医師の診断によると息子はどうやら「アレルギー性紫斑病」だといいます。この病は合併症がなければ基本的に無治療で経過観察であるという。要するに自然に治るのを待つのです。当面の治療はあくまでも対処療法になります。それを聞いてとりあえずほっとしました。血液検査の結果はおおむね正常でありながら、派手な斑点(紫斑)が出現するのがこの疾病の特徴です。小さな子供にみられる病気だといいます。担当の医師によると高校生がこの病気を初めて発病する例はめずらしいらしい。「うちの息子はまだ幼児なのか?確かに身体は成長したが精神は幼いかもな」などと妙に納得する父親でした。ただしアレルギー性紫斑病は腸重積・腸閉塞・腎炎等の合併症が出ることがあります。この点には充分注意しなければなりません。息子の場合も腸重積により激しい腹痛を起こしていたのです。この疾病も赤ちゃんや幼児が発症するものだといいます。典型的な症例は小腸の末端である回腸が大腸に食い込んで腫れ上がり腹痛を起こします。長男のレントゲン写真を見ると見事に腸が腫れていました。気づくのが遅れると腸が壊死を起こして大変なことになります。息子の場合は大事には至りませんでしたが、もし翌朝までほっといたら緊急の開腹手術になっていたかもしれません。まさかこんなに激しい腹痛になるとは本人も思っていなかったのでしょうが、妻が仕事から帰ってくるまで我慢していないで、遊び人みたいな親父に(山寺は暇だから)早くSOSを発信すればよかったのに。よく言えば我慢強いのでしょうが裏返せば実にのんきな性格です。緊急入院となった長男は三日間の絶食・点滴のみになりました。昨晩よりおかゆが出されるようになったのですが、今朝病室を訪れると開口一番に出たセリフは「肉食いてー」です。それで私の返した言葉は「退院したらた腹いっぱい食わせてやるわー」(ただし安いところではあるが)でした。
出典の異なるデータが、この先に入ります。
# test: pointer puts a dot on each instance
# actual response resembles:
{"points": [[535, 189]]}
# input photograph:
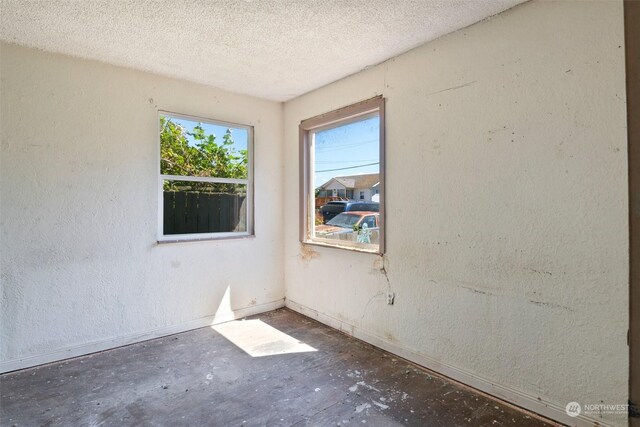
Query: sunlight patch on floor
{"points": [[258, 339]]}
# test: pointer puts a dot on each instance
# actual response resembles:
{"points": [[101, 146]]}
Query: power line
{"points": [[350, 167], [345, 161]]}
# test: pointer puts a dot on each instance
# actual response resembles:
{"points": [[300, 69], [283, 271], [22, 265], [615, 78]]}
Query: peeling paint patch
{"points": [[362, 407], [479, 291], [550, 305], [307, 253], [380, 405]]}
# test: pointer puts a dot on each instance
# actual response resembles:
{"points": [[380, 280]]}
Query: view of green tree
{"points": [[204, 158]]}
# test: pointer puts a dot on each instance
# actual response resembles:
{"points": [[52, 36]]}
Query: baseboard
{"points": [[109, 343], [518, 398]]}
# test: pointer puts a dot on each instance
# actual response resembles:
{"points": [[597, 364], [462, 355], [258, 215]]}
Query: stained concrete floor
{"points": [[199, 378]]}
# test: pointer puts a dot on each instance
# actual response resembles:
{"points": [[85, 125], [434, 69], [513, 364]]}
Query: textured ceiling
{"points": [[274, 49]]}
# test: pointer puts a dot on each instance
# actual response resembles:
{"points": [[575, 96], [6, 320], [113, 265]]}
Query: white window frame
{"points": [[343, 116], [162, 238]]}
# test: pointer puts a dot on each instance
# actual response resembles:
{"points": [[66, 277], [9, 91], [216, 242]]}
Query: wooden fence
{"points": [[188, 212]]}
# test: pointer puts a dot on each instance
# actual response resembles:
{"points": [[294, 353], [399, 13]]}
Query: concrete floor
{"points": [[199, 378]]}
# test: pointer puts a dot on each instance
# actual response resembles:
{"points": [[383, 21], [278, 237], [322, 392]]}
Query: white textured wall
{"points": [[80, 263], [510, 262]]}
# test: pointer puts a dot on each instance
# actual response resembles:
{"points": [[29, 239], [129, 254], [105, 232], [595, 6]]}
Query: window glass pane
{"points": [[346, 164], [191, 148], [203, 207]]}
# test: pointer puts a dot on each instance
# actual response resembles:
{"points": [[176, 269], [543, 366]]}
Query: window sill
{"points": [[185, 239], [343, 247]]}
我が息子はお釈迦さんの説いた四大苦 (生老病死)の一つをひさしぶりに体験中ですが、「苦」としての意識はいたって薄いようです。腹痛でのたうち回っていたくせに実にけろっとしています。彼にとって病とは苦と言うよりも、ただ「肉が食えないこと」なのかも。ある意味うらやましい性格です。もっとひどい目に遭わないと実感が湧かないのかもしれません。親としてはこの程度で済んで安堵していますが、せっかくの機会ですから生老病死につてじっくり解説しておくべきでしょうね。